Pope's Iraqi flock faces dilemma: to stay or to go

I'm the only one left, says Thanoun Yahya, out of 12 or 13 Christian families in this neighborhood of Mosul, in Iraq.

Jihadist militants occupied his home for three years when they ruled the city. They left this graffiti, "Islamic State endures", on his front gate.

He leaves it here out of defiance, but also as a reminder of the precarious existence of the Iraqi Christians.

"We left the city for three or four years, so in the beginning we felt foreign, we felt like we were coming back to a different country."

Pope Francis visits the country, including Mosul, from March 5, highlighting the stark choice facing a dwindling community - to stay or to go.

Yahya and his wife Basma, who'd fled to Iraqi Kurdistan, returned six months after Islamic State were driven from Mosul.

But the mass exodus of Iraqi Christians began before their rule - from the U.S.-led invasion in 2003 and the rise of al Qaeda.

The Christians now number some 300,000 - down from about 1.5 million.

[Basma saying:] "When we were children, we lived in peace, it was not about who was Christian or who was Muslim, we were living in peace, visiting each other. There was security."

[Yahya saying:] "But after 2004, we got scared to go to church, we didn't know when death would take us."

Mosul, Iraq's second-largest city, has just one functioning church now, where Yahya's sons help out.

Firas, his eldest, finds little more than a day a week of casual labour and fears for his future in the city.

"I was brought up in Mosul and really like living here. But if there is no other way, I will have to move to Erbil to get married and find stability, I will be forced to go and live there," he said.

Christians here face a stark choice - return to damaged homes, resettle elsewhere in the country or migrate abroad.

Many see the first ever papal visit to Iraq as welcome recognition of how much they've suffered for their beliefs.

Video Transcript

THANOUN YAHYA: [NON-ENGLISH SPEECH]

- "I'm the only one left," says Thanoun Yahya, "out of 12 or 13 Christian families in this neighborhood of Mosul, in Iraq." Jihadist militants occupied his home for three years when they ruled the city. They left this graffiti, "Islamic State endures," on his front gate. He leaves it here out of defiance, but also as a reminder of the precarious existence of the Iraqi Christians.

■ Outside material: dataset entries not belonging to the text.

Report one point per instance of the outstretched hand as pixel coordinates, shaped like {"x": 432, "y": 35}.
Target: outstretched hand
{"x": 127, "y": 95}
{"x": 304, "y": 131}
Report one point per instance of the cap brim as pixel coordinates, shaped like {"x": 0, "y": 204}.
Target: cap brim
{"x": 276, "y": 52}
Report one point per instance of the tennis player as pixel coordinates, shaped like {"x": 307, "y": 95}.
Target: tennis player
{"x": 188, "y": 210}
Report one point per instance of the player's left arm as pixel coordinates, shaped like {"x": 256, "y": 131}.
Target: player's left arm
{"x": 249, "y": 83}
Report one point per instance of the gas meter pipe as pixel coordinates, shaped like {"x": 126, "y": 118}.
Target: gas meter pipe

THANOUN YAHYA: [NON-ENGLISH SPEECH]

INTERPRETER 1: We left the city for three or four years. So in the beginning, we felt foreign. We felt like we were coming back to a different country.

- Pope Francis visits the country, including Mosul from March 5, highlighting the stark choice facing a dwindling community to stay or to go. Yahya and his wife, Basma, who'd fled to Iraqi Kurdistan, returned six months after Islamic State were driven from Mosul. But the mass exodus of Iraqi Christians began before their rule, from the US-led invasion in 2003 and the rise of al Qaeda. The Christians now number some 300,000, down from about 1.5 million.

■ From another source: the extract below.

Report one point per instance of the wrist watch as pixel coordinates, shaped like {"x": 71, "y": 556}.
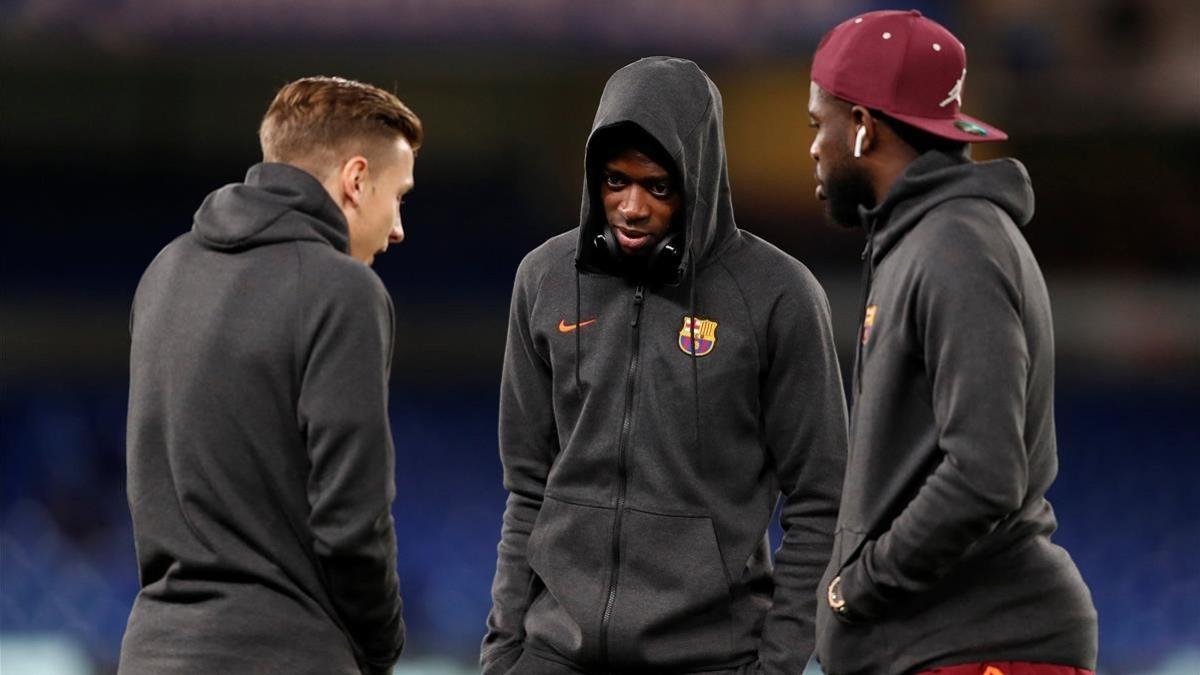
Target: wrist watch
{"x": 837, "y": 602}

BASMA YAHYA: [NON-ENGLISH SPEECH]

INTERPRETER 2: When we were children, we lived in peace. It was not about who was Christian or who was Muslim. We were living in peace visiting each other. There was security.

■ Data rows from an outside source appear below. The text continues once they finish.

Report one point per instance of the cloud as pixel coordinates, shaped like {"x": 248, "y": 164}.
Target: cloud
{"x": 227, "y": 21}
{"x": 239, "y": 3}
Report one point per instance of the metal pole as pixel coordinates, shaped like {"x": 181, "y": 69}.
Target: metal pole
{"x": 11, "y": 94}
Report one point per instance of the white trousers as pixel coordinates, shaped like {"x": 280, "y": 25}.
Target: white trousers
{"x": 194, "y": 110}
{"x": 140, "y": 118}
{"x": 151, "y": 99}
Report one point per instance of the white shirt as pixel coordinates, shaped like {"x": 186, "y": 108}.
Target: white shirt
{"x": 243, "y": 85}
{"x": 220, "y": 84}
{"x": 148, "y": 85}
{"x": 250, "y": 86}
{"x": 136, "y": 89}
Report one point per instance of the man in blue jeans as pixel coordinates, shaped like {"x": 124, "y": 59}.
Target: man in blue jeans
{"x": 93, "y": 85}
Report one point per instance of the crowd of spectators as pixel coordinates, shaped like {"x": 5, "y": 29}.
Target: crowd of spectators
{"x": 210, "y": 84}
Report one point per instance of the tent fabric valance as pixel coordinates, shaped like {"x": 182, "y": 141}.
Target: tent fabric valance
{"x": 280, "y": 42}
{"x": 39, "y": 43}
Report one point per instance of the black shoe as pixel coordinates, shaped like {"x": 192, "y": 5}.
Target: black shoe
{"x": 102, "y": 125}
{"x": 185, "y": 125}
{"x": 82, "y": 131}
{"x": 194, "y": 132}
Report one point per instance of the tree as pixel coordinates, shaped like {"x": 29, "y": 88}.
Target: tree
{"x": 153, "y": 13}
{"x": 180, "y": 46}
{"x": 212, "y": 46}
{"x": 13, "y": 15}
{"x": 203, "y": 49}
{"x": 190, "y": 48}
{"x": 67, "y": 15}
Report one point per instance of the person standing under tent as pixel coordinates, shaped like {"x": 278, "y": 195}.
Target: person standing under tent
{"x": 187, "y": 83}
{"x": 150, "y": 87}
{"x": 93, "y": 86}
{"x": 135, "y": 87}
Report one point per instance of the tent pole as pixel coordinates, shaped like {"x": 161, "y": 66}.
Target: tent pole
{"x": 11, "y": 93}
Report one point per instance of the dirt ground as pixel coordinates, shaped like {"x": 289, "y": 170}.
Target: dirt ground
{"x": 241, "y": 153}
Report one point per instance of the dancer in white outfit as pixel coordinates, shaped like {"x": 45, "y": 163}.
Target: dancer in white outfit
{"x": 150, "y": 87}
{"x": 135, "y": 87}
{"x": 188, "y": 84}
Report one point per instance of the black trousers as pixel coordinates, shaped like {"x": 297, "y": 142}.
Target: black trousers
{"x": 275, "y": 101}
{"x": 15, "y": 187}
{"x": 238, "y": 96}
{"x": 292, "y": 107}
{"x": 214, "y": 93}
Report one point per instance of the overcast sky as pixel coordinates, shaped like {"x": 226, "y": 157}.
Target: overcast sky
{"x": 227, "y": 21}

THANOUN YAHYA: [NON-ENGLISH SPEECH]

INTERPRETER 1: But after 2004, we got scared to go to church. We didn't know when death would take us.

- Mosul, Iraq's second largest city, has just one functioning church now, where Yahya's sons help out. Firas, his eldest, finds little more than a day a week of casual labor and fears for his future in the city.

FIRAS YAHYA: [NON-ENGLISH SPEECH]

INTERPRETER 3: I was brought up in Mosul and really like living here, but if there is no other way, I will have to go to Erbil to get married and find stability. I will be forced to go and live there.

- Christians here face a stark choice, return to damaged homes, resettle elsewhere in the country, or migrate abroad. Many see the first ever papal visit to Iraq as a welcome recognition of how much they've suffered for their beliefs.